Hal tersebut mengidikasikan bahwa yang berkecimpung dalam dunia perpolitikan tidak hanya mereka yang menjadi politikus dan ormas yang berafiliasi langsung dengan partai politik, namun deklarasi politik juga menjadi hak segala lapisan. Mereka aktif dalam mendeklarasikan diri mereka menjadi pendukung dari salah satu pasangan calon dengan sangat gamblang. Entah ada apa dengan mereka? Apa mereka termasuk keluarga? Atau karena uang? Keadaan ini sangat menimbulkan pertanyaan besar bagi masyarakat.
Banyak dugaan yang mencuat dengan adanya peristiwa ini, bisa saja karena ada kelompok tertentu yang ingin memanfaatkan keadaan untuk tampil dengan ormasnya. Mereka memang memiliki hak politik untuk mengekspresikan. Namun jika membawa dan menyangkut pautkan dengan nama instansi atau kelompok ormas dalam urusan politik praktis, ketegasan harus dilakukan. Karena ditakutkan ada oknum yang tidak bertanggungjawab yang sengaja menggunakan nama ormas untuk mendukung salah satu calon yang dibangga-banggakan.

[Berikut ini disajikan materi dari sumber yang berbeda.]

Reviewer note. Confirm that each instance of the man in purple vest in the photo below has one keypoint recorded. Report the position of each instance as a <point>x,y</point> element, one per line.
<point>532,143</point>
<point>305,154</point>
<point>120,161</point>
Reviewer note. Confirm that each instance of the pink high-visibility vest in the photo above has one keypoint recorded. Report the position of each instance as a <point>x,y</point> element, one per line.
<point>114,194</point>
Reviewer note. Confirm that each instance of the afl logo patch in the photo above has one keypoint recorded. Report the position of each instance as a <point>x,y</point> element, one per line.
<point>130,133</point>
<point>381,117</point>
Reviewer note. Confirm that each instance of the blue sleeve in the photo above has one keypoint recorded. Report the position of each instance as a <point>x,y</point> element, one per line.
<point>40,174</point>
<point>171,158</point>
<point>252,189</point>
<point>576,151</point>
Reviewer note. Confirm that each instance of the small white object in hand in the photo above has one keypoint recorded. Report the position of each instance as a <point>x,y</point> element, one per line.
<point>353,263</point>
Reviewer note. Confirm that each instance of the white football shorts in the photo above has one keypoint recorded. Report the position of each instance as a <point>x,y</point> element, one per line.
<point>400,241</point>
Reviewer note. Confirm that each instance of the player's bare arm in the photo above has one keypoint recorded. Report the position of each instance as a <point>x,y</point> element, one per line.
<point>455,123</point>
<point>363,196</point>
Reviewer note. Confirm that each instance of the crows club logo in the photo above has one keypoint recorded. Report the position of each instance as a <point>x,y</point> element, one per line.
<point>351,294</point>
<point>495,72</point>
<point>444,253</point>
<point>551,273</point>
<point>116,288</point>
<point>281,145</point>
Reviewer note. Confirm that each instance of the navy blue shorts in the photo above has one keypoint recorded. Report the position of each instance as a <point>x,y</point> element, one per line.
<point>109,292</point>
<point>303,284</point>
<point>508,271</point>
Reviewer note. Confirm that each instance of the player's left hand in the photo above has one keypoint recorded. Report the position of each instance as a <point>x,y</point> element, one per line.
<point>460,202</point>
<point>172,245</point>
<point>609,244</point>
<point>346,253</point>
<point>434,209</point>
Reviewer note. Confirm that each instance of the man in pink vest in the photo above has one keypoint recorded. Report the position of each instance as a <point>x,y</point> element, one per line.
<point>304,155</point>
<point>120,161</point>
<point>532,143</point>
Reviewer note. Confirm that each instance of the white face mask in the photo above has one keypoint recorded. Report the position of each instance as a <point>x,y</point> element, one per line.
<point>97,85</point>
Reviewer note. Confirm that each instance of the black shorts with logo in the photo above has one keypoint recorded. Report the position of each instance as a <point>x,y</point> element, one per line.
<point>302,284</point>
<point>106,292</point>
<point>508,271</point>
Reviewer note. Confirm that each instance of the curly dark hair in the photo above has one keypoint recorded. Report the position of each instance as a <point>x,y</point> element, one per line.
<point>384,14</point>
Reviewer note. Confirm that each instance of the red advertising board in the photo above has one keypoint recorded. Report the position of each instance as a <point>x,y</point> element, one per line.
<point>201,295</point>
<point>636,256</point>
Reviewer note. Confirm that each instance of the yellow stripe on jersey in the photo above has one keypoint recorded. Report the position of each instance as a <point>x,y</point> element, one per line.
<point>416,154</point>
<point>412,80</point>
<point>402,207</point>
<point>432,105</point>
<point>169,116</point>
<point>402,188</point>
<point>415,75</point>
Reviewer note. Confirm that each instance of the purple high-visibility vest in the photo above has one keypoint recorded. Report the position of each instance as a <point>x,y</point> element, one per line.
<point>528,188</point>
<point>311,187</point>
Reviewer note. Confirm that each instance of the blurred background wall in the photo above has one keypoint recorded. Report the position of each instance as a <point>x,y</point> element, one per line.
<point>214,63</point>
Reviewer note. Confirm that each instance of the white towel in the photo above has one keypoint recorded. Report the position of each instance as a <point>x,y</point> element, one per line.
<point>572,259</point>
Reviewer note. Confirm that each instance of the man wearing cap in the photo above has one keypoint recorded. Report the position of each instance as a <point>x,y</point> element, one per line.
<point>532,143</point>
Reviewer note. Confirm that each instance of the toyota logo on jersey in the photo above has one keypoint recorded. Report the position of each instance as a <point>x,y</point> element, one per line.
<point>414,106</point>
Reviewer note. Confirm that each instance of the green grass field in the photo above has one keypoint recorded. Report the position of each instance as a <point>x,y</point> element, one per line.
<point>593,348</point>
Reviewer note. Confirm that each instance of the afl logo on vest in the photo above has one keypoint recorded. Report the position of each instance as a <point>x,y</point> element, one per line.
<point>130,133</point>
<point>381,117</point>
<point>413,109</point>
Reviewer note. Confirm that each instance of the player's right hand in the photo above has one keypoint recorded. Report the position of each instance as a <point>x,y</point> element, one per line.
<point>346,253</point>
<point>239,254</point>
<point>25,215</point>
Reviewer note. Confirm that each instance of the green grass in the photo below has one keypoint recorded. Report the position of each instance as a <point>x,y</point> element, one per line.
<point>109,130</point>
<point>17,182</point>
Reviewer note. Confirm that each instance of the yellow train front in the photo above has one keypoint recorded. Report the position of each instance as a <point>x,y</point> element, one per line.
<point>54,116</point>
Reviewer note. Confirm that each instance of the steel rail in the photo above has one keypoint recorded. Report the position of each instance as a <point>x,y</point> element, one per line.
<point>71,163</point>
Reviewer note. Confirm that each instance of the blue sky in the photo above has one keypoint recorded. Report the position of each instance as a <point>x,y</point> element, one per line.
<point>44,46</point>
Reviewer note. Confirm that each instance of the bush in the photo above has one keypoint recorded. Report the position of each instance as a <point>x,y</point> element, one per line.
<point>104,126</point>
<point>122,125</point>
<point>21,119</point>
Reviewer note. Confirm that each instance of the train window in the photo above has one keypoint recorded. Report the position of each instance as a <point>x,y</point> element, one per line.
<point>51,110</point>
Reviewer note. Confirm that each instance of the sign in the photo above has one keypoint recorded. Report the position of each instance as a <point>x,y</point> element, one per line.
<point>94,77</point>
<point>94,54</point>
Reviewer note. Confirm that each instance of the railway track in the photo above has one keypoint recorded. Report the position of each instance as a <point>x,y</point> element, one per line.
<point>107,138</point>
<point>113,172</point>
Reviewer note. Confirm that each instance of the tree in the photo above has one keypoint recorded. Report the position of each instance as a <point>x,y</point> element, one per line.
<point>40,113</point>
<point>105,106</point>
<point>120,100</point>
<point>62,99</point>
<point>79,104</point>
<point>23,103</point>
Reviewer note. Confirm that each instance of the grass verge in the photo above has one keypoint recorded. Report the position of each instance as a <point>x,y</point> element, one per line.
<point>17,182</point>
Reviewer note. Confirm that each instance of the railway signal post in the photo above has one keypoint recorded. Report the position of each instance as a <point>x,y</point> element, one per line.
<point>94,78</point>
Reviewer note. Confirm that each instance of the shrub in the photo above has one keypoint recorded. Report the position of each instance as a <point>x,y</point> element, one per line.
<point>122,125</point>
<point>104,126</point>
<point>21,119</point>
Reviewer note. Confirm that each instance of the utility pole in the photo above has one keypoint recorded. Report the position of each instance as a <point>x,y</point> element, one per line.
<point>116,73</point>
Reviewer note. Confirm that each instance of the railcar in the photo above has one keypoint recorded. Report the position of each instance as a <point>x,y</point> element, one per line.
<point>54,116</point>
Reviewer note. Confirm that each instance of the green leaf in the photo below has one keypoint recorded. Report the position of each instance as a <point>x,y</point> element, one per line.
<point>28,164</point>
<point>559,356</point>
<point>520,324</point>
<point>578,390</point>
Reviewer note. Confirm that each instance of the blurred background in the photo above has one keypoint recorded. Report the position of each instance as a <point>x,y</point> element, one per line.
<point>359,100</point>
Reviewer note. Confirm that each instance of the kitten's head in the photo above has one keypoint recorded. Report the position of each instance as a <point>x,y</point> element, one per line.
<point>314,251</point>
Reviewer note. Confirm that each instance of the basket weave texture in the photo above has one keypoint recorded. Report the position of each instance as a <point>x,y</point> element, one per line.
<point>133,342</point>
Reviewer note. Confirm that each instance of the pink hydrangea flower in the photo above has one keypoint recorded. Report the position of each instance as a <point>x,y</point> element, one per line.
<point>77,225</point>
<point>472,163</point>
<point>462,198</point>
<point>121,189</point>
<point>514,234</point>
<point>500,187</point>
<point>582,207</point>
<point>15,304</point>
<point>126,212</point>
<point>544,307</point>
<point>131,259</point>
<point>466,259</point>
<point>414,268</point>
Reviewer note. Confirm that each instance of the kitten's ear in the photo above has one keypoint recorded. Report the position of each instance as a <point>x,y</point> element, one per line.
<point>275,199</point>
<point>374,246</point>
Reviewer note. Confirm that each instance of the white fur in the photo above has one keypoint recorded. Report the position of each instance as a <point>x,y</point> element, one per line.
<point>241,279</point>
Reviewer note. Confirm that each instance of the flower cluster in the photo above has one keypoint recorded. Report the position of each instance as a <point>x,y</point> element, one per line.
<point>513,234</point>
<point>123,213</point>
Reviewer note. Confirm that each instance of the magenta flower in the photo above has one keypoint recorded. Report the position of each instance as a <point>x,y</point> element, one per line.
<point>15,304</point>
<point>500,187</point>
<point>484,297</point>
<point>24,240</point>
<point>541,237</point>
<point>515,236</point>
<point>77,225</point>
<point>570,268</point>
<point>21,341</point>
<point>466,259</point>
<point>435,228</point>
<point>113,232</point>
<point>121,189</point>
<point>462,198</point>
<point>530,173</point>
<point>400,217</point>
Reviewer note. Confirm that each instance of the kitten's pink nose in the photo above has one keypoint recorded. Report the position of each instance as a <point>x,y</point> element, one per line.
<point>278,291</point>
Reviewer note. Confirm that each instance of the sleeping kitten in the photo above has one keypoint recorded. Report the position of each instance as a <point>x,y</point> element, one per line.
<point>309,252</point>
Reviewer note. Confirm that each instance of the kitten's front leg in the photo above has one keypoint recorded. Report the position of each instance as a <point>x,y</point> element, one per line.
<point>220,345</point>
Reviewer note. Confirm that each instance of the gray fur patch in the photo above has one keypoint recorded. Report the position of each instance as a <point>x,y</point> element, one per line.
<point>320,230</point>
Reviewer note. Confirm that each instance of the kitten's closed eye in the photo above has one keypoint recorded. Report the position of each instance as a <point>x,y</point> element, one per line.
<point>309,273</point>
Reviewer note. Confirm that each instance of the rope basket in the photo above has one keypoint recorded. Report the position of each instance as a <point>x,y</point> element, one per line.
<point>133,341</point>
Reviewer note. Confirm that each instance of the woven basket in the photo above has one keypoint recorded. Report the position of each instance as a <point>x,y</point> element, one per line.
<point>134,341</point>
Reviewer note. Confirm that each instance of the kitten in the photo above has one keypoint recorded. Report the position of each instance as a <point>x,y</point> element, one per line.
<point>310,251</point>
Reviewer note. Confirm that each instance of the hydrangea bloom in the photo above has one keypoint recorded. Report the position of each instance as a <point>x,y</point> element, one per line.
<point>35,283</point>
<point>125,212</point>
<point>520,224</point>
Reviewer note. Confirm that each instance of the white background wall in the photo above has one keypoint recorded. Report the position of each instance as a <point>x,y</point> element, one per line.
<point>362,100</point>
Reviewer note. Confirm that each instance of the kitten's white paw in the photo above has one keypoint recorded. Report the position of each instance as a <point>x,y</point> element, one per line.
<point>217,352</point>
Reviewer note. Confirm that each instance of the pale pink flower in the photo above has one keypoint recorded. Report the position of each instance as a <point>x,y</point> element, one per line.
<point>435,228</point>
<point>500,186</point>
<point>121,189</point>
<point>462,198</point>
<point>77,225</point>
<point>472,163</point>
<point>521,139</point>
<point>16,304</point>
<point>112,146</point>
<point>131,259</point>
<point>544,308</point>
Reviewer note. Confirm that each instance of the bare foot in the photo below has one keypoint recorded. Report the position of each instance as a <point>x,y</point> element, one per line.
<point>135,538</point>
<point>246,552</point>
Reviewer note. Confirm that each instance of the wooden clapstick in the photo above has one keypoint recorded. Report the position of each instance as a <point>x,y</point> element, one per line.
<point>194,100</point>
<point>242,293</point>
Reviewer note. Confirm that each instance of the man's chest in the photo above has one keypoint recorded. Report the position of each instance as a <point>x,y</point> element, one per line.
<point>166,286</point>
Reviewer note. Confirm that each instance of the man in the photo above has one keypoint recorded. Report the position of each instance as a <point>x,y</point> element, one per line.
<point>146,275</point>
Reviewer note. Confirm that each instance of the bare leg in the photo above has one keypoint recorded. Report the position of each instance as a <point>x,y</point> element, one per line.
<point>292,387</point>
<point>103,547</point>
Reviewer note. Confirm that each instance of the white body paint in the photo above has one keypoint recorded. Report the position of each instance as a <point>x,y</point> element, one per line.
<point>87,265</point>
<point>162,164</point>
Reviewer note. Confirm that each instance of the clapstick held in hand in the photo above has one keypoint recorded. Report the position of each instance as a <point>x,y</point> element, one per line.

Bahkan pada detik-detik ahir menjelang pencoblosan, bisa jadi banyak terjadi kasus suap dan korupsi yang dilakukan para pejabat. Mungkin sudah tidak asing terdengar oleh masyarakat indonesia jika sedang panas-panasnya situasi perpolitikan banyak dari mereka yang melakukan korupsi. Sehingga masyarakat lebih memilih menutup telinga karena sudah muak dan bosan mendengar kasus korupsi yang dilakukan dengan berbagai versi. Biasanya para calon politikus akan memasang fotonya di tempat-tempat yang banyak dilalui orang serta memberi harapan kepada masyarakat dengan janji-janji yang sangat manis sehinga masyarakat akan dengan mudah terbujuk dengan rayuan para calon politikus.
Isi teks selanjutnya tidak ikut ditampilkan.